Elle n’est pas stupide. Elle n’attend pas, plus, après son souffle le jour, simplement toutes les nuits,
comme ça, il ne peut pas s’empêcher d’être avec elle.


*

À compter de ce jour, et surtout de cette nuit, elle pourra s’empêcher. Sans pécher, sans l’abandonner vraiment, elle pourra rompre avec son image. Elle sera plus forte que ses pensées, elle fera taire son souffle dans sa tête, son visage collé à son crâne s’effacera et il n’y aura plus aucune trace de lui sur l’oreiller au réveil.

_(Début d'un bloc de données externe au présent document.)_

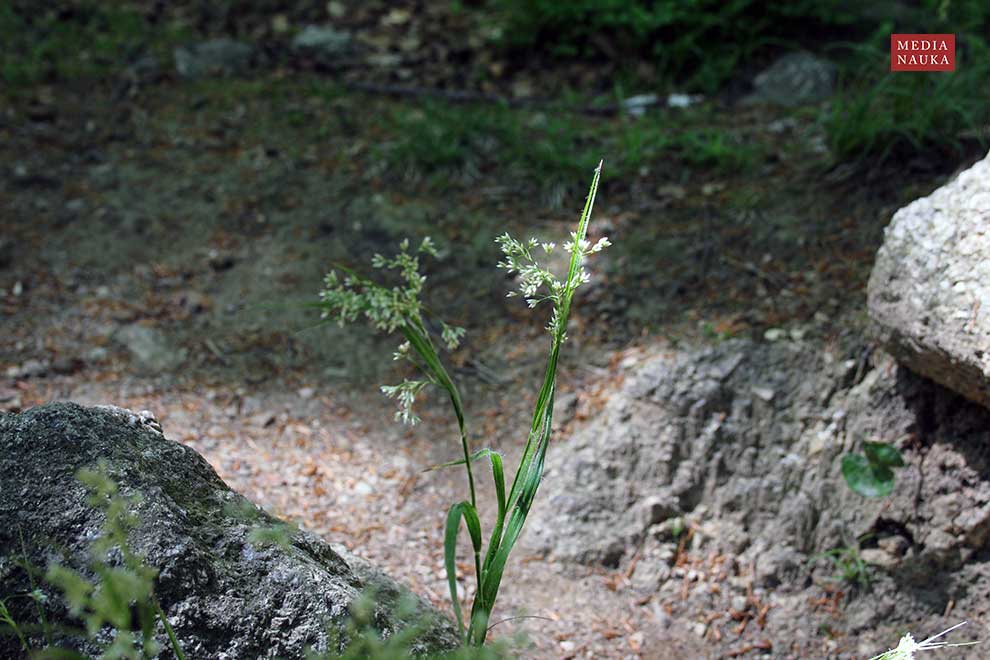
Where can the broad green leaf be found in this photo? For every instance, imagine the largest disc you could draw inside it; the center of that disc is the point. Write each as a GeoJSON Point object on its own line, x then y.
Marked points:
{"type": "Point", "coordinates": [884, 454]}
{"type": "Point", "coordinates": [866, 479]}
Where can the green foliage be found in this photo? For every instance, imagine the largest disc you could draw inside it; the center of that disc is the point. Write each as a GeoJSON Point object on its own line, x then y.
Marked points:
{"type": "Point", "coordinates": [441, 143]}
{"type": "Point", "coordinates": [848, 564]}
{"type": "Point", "coordinates": [871, 474]}
{"type": "Point", "coordinates": [361, 638]}
{"type": "Point", "coordinates": [700, 42]}
{"type": "Point", "coordinates": [398, 308]}
{"type": "Point", "coordinates": [878, 115]}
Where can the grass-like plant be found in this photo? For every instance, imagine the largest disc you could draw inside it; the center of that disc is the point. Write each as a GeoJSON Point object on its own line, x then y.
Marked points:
{"type": "Point", "coordinates": [399, 309]}
{"type": "Point", "coordinates": [907, 647]}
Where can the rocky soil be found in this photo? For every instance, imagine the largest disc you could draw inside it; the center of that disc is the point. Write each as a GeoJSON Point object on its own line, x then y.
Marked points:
{"type": "Point", "coordinates": [158, 235]}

Il ne sera pas forcément remplacé. Les visages – surtout le sien – ne se remplacent pas. Un jour peut-être ou plutôt une nuit comme ça, un autre, une autre, se glissera dans ses pensées, lui fera de nouvelles cachotteries cérébrales sous la couette.
Simplement, à compter de ce jour-ci et de cette nuit proche, prochaine, elle n’aura plus besoin de ce visage lointain pour exister. Elle n’est pas stupide, elle sait combien la vie s’échappe, le train à grande vitesse et tout ça…
Elle respire, enfin, elle accepte. Elle accepte, le tête à cœur et le tournis permanent. Elle ne guérit pas mais
elle s’en fout.
Elle respire. La sensation d’un presque renouveau, elle retire ses draps et les met dans la machine à laver. La machine fait du bruit, elle tourne – un visage passé dans son tambour – et elle, elle respire.